HALF of all bank fraud occurs online as account holders use unsafe payment methods or fall victim to scams, a new study reveals.

Some 500,000 French households – 2% of the population – lost money to fraudsters in 2010 (the latest figures available), according to the L’Observatoire national de la délinquance et des réponses pénales (ONDRP), with half the cases involving debit or credit card details on the internet.

Common scams include phishing – where fraudsters send an email pretending to be from a customer’s bank and then direct them to a fake website where they are asked to enter their bank details – and malware, spying software which can track websites and passwords.

However, consumer associations argue the responsibility also lies with online vendors who need to do more to make sites secure. Serge Molinari, from UFC Que

Choisir consumer association, said: “Many banks have online verification known as 3D secure when consumers make payments but different banks can have different systems.

“The problem is that vendors are not obliged to use them, and some choose not to put them in place in case the person changes their mind and decides not to buy the item.”

Fraudsters do not generally take very large amounts, hoping to fit in with a family’s normal spending habits and go unnoticed. One third of the amounts are under €100, and the average debit is less than €250.

While one in three victims say they can pinpoint how the fraud took place, almost 60% did not know how they were targeted, the study found.

Molinari advises never giving out bank details online if asked through emails or over the phone.

“Consumers should also protect their computers by making sure their anti-virus software is up to date,” he said, adding that it is not possible to know if your computer has been targeted by malware.

“You can limit the risk but you cannot get rid of it altogether,” he says. “You need to consult your bank statements regularly – that way, you’re aware if anything unusual has happened and you can react straight away.”

And, he said, four in five times banks completely reimburse victims: “French legislation protects consumers – you don’t need specific insurance, you should be reimbursed.”

If you spot a suspicious transaction on your bank statement you should contact your bank – by letter, although some have a secure area on their website.

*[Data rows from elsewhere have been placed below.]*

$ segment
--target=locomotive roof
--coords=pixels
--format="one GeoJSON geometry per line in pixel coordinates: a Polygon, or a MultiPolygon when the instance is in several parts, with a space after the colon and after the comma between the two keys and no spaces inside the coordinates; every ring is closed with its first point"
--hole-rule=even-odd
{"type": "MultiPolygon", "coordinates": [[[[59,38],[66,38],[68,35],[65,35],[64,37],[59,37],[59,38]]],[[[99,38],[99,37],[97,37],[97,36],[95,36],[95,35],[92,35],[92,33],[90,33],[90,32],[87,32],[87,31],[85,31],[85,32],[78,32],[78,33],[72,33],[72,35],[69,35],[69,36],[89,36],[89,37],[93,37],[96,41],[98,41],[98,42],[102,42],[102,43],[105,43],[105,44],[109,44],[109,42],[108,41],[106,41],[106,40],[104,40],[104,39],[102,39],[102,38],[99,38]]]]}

Under article L. 132-4 of the Code monétaire et financier the card-holder is not held responsible for frauds where the card itself is not physically used – eg online and for distance selling.

The bank will ask you to fill in a dossier de contestation with details of the transaction and will make its own checks to find what has happened. The Interior Ministry advises that there is no need to lodge a report with police.

Money should be repaid within one month of the bank receiving a written complaint, and typically is repaid in around two weeks.